La mostra liberamente ispirata al romanzo "Stoner" di John Williams, è curata da Cinzia Compalati e Andrea Zanetti.

Le opere esposte sono di Emiliano Bagnato (La Spezia, 1993),
Mauro Fiorese (Verona, 1970-2016), Stefano Lanzardo (La Spezia, 1960) , Roberta Montaruli (Torino, 1978), Eleonora Roaro (Varese, 1989), Jacopo Simoncini (Carrara, 1979), Giuliano Tomaino (La Spezia, 1945), e Zino (Teramo, 1973).

La mostra trae origine dal noto romanzo di John Williams, un caso letterario che ha appassionato migliaia di lettori nel mondo: la biografia di un anonimo professore universitario che a cavallo tra la prima e la seconda guerra mondiale affronta i drammi e le passioni di una vita normale.

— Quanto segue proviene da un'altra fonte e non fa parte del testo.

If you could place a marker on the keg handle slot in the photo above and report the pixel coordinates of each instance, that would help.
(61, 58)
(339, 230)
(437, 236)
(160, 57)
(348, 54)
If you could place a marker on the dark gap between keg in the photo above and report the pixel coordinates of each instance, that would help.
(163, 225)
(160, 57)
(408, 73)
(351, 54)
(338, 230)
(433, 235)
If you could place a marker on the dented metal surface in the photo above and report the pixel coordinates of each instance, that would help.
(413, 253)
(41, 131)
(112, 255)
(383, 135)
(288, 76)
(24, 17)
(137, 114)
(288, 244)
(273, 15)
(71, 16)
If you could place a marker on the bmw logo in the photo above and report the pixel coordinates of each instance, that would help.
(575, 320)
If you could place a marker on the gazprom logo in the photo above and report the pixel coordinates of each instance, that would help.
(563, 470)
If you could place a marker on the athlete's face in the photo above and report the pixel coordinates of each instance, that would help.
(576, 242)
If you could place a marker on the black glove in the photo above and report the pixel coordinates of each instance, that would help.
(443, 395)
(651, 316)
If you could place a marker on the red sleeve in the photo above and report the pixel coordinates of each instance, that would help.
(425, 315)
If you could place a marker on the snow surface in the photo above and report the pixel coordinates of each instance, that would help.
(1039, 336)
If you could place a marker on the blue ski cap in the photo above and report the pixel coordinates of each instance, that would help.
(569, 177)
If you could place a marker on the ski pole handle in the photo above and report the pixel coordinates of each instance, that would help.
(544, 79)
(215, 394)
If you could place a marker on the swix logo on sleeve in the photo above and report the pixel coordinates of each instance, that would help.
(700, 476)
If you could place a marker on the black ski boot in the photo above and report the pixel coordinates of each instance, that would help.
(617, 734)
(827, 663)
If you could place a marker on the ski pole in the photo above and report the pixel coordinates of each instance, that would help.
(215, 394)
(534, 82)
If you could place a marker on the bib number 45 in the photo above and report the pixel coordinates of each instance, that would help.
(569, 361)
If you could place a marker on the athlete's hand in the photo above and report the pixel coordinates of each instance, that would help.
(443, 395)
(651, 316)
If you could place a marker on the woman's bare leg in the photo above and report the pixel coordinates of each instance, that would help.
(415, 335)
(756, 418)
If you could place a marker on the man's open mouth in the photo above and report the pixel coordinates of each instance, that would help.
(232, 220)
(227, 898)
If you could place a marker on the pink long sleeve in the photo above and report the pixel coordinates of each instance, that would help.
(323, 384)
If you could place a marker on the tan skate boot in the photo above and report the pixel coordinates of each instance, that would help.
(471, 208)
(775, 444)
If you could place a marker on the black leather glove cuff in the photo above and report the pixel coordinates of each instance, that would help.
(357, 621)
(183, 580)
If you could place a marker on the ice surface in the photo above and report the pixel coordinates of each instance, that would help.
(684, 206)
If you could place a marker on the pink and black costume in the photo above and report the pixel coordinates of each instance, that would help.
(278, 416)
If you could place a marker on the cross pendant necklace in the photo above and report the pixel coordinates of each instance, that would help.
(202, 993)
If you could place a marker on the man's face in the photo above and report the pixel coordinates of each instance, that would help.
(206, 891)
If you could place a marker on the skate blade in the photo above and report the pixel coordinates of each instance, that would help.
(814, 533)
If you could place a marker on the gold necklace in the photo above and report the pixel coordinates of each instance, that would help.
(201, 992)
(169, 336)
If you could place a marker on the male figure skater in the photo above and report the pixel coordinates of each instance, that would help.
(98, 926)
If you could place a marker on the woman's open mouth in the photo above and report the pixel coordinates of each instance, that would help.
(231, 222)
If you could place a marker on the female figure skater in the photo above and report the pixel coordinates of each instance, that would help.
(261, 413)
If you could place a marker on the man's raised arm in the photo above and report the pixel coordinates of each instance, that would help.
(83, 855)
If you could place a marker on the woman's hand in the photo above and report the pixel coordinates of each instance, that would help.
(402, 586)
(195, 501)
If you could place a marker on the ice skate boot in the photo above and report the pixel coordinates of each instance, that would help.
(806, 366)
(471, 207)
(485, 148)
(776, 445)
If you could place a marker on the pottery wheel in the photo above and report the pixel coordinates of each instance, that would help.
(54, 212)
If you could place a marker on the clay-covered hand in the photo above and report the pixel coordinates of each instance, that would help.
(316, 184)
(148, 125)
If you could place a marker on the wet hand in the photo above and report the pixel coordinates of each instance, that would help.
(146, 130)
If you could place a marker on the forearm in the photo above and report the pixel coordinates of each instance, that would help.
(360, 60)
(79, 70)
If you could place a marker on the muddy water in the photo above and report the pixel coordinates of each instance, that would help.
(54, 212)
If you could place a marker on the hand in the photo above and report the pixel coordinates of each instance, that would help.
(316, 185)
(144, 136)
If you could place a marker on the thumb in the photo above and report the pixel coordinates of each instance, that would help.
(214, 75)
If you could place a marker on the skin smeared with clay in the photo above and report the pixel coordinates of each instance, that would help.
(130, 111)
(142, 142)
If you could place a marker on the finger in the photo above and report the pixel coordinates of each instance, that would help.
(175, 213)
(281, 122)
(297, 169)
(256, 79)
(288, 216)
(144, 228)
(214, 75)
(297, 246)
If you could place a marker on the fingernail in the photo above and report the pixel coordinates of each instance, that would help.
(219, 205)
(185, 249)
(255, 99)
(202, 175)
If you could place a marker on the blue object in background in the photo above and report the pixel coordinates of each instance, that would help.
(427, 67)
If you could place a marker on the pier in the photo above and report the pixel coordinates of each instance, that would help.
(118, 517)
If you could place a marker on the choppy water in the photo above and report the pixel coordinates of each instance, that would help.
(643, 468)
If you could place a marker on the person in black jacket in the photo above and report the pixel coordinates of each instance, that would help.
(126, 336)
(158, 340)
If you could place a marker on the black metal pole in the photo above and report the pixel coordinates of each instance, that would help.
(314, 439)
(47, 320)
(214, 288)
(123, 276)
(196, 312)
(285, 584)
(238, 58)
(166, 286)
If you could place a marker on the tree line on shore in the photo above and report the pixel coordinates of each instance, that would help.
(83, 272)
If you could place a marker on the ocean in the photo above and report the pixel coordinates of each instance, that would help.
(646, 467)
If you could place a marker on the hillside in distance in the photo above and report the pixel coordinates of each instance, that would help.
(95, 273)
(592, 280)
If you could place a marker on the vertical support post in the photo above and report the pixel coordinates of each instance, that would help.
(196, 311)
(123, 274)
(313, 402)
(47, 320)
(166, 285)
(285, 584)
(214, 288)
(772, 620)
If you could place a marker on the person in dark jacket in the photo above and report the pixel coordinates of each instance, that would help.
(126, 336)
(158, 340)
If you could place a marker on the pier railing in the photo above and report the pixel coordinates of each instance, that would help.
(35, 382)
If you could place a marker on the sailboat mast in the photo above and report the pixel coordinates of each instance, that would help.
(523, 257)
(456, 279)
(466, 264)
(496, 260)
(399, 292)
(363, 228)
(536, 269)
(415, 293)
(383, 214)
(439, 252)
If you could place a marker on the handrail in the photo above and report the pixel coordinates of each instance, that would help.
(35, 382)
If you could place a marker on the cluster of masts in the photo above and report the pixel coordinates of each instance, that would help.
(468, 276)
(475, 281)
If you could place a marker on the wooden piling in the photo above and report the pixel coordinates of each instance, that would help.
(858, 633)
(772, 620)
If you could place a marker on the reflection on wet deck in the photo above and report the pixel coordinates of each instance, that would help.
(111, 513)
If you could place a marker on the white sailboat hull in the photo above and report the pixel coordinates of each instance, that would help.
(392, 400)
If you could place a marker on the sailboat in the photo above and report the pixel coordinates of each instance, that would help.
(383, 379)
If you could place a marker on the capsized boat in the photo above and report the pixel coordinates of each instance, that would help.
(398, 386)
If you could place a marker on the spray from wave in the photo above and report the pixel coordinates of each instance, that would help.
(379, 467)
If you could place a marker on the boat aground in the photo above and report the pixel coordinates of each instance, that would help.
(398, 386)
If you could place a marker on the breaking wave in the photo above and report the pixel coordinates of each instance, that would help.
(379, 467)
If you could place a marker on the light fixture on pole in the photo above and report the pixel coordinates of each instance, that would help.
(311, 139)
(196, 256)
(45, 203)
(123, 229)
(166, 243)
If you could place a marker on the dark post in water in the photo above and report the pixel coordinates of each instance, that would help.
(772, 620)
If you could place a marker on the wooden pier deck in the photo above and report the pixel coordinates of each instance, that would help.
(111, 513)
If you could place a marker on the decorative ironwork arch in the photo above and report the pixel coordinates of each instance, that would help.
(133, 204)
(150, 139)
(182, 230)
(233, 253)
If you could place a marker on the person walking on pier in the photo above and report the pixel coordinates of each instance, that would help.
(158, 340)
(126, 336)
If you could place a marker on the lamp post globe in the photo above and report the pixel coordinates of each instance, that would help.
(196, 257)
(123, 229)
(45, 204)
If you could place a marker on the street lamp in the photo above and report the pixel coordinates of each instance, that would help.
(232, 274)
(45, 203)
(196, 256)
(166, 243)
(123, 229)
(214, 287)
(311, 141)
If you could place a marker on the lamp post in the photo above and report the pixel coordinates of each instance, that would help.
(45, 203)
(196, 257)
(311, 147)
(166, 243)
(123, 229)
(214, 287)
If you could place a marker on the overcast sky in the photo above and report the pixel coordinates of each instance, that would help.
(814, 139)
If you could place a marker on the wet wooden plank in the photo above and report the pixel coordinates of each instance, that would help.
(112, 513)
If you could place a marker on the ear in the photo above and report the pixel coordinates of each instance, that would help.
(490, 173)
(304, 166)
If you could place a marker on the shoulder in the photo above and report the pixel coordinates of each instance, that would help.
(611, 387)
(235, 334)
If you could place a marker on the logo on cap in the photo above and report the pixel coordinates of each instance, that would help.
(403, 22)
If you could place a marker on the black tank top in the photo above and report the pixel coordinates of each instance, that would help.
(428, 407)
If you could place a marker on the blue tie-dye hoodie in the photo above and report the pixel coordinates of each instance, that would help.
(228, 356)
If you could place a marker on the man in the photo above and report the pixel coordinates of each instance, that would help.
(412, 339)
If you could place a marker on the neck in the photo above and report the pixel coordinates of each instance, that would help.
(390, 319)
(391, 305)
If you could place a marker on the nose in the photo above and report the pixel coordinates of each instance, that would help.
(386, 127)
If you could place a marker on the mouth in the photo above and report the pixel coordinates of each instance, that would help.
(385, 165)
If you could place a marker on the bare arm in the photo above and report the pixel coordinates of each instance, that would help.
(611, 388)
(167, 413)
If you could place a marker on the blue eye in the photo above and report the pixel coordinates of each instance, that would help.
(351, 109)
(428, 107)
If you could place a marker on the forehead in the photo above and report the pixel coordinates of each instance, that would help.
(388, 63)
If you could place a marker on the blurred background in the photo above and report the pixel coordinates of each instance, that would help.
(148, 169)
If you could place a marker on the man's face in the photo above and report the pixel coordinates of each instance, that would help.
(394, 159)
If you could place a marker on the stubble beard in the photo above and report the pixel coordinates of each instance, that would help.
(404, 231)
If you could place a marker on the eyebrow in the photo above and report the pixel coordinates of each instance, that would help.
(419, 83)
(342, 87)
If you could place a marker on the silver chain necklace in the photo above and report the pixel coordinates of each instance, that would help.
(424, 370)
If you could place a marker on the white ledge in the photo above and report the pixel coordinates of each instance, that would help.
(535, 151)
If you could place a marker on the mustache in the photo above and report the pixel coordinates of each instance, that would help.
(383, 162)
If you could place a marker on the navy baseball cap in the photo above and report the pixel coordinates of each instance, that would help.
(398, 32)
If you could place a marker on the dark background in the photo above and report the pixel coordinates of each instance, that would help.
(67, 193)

A otto autori contemporanei, diversi per poetica e formazione, è stato chiesto di far vivere i personaggi e le atmosfere del romanzo attraverso il proprio linguaggio: fotografia, istallazioni, musica, performance e video.

Non solo la riproduzione espressiva delle pagine di "Stoner", bensì l'appropriarsi dei protagonisti per scavarne le profondità, per esternarne il non-detto e il non-scritto, per incanalare la narrazione nelle suggestioni della forza visiva.